Kafka is used as the message broker in the reference implementation. Processing between module are decoupled using Kafka when needed.
The stream processing is done using Apache Spark. We use a custom python module for “multi-camera-tracking”. The key streaming modules are as below.
a) The multi-camera-tracking is explained in the track project, primarily it is responsible for deduplicating detection of the same object seen by multiple cameras and tracking the object across cameras.
b) The preprocessing module is responsible of validation of every JSON messages that is being send from the perception layer, it maps each JSON message to Strongly typed domain object.
c) The anomaly detection module maintain state of each and every vehicle/object. As the trajectory of each vehicle is maintained over time, it is very easy to compute information like speed of vehicle, how long a car has stayed in a particular location, is the car stalled in unexpected location?
d) Flowrate module is used to understand the traffic patterns, flow rate, this involves micro-batching of data over sliding window
This project implements the last 3 module, multi-camera-tracking is done in python.

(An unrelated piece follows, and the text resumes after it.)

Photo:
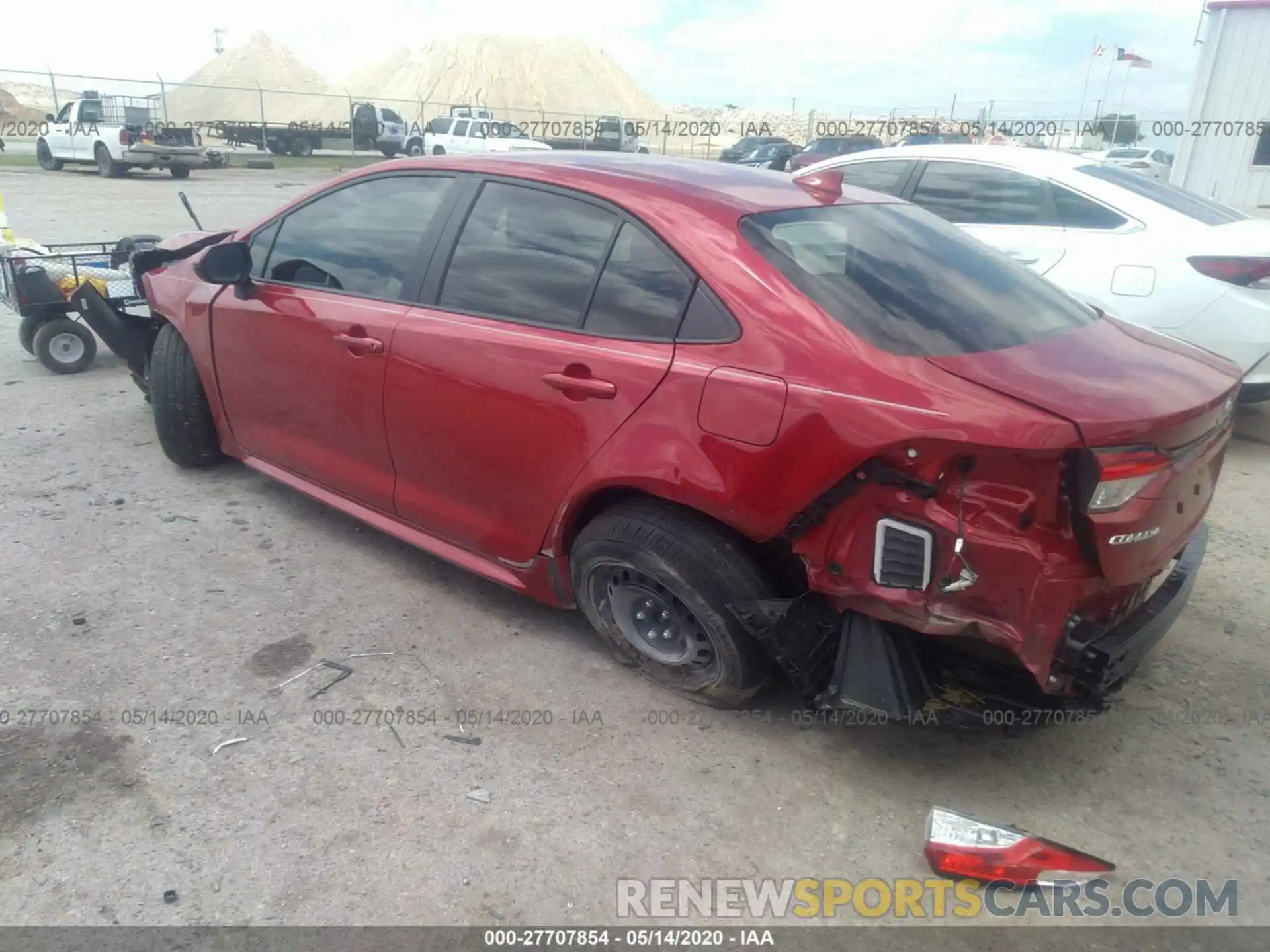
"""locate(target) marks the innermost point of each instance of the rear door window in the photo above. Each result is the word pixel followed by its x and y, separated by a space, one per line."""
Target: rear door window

The data is persisted in Cassandra and ElasticSearch. Cassandra is used to maintain the state of the parking garage at a given point of time. The state of the parking Garage comprises of parking spot occupancy, car movement in the aisle, car entry and exit. The application can show the current state of the garage, it also enables playback of event from a given point of time. All data events, anomalies are indexed in ElasticSearch for search, timeseries analytics and dashboard.
The Batch processing is done based on the accumulated data over a period of time. The data ideally should be stored on distributed file system like HDFS or S3, for the Reference application in the docker container as we are not using cloud deployment, and the data is read from the kafka topic itself, the entire data for a given topic is read to do batch processing on it. The output of the batch processing is stored in the persistent store and is consumed by the API.
Anomaly Detection, Stateful stream processing
The implementation is based on Apache Spark structured streaming, a fault tolerant streaming engine. As maintaining trajectories required advanced stateful operations, it uses mapGroupsWithState operation. The API allow maintaining user-defined per-group state between triggers for a steaming dataframe. The timeout is set to cleanup any state which has not seen any activity for a configurable period of time. Important to note that the reference implementation use processing time and is based on the clock time, hence it could be affected by changes in the system clock, example clock skew.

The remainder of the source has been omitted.